Susan Rice, who was President Clinton's assistant Secretary of State for Africa, is strongly denying the accusation that the Clinton administration repeatedly turned down offers from the Sudan to turn over Usama bin Laden and to provide extensive intelligence on him and his al Qaeda network. The allegations have been made by Pakistani-American businessman Mansoor Ijaz, a onetime Clinton fundraiser, who says he tried to act as an intermediary between the United States and the Sudan between 1996 and 1998 when the Sudan was trying to get itself of the U.S. list of state sponsors of terrorism by helping with bin Laden.
Rice says the Sudan never offered anything of substance, but the U.S. ambassador at the time, Tim Carney, disagrees:" The fact is," he told Vanity Fair, "they were opening the doors and we weren't taking them up on it."
The Swiss are famous for the zeal of their security forces, but imagine the surprise of the world-famous conductor Pierre Boulez as he slept in his five-star hotel in Basel. The 75-year-old Boulez was there to conduct a music festival. Police dragged him out of bed and told him was on their list of suspected terrorists. They took his passport for three hours, before he was free to go. It turns out that back in the 1960s, the young Boulez said opera houses should be blown up.
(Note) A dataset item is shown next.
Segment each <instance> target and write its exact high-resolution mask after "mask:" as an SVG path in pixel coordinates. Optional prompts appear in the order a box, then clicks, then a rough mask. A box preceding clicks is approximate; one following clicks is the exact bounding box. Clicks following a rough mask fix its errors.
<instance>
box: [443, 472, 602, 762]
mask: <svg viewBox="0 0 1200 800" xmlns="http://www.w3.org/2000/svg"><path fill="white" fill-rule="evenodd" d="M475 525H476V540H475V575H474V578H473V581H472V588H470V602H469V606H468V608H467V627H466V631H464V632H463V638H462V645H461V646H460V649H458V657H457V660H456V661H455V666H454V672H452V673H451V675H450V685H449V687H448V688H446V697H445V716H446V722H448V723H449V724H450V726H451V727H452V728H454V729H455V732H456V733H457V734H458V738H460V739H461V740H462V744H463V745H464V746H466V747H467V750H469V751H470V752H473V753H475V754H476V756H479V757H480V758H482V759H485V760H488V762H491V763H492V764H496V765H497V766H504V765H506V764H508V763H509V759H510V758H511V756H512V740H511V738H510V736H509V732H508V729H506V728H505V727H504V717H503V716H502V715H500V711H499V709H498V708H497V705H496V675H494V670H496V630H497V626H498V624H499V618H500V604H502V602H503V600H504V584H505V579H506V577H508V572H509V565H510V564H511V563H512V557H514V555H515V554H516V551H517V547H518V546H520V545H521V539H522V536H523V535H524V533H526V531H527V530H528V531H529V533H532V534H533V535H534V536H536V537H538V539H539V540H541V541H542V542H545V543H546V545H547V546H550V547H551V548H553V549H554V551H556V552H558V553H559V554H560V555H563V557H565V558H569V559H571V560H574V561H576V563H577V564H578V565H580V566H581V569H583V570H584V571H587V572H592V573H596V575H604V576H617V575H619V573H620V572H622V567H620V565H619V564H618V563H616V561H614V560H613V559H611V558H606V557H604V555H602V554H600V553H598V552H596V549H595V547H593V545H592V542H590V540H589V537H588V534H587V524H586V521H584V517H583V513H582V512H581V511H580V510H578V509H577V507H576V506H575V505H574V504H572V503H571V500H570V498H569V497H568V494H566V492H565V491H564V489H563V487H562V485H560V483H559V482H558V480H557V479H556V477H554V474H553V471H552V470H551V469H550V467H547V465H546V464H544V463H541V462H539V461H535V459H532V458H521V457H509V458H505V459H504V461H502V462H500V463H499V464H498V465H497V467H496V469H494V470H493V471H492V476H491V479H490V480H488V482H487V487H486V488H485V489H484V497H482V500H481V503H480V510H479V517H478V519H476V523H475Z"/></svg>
Out in Wisconsin, there's some curiosity about how the new prison chaplain at Waupun Correctional Facility ended up being Wiccan, which means she practices witchcraft. Indeed, the woman's name is Jamyi Witch. The maximum security prison is said to house 1,200 inmates, of whom 400 are said to be Christian, and 30 are Wiccan. The reverend Witch, according to the Milwaukee Journal-Sentinel, has been voluntarily ministering for at least two years. The warden described her as "an outstandingly approachable person." He added that she has extensive knowledge of alternative religions.
Finally, how did the New York Times characterize the effort of Mary Frances Berry, the militant chairwoman of the U.S. civil rights commission, to keep on the commission a member appointed to serve out a term that has now expired? The White House is trying to get her to relent on her refusal to seat a new member, so the Times reported "White House set up a confrontation with the United States Civil Rights Commission today."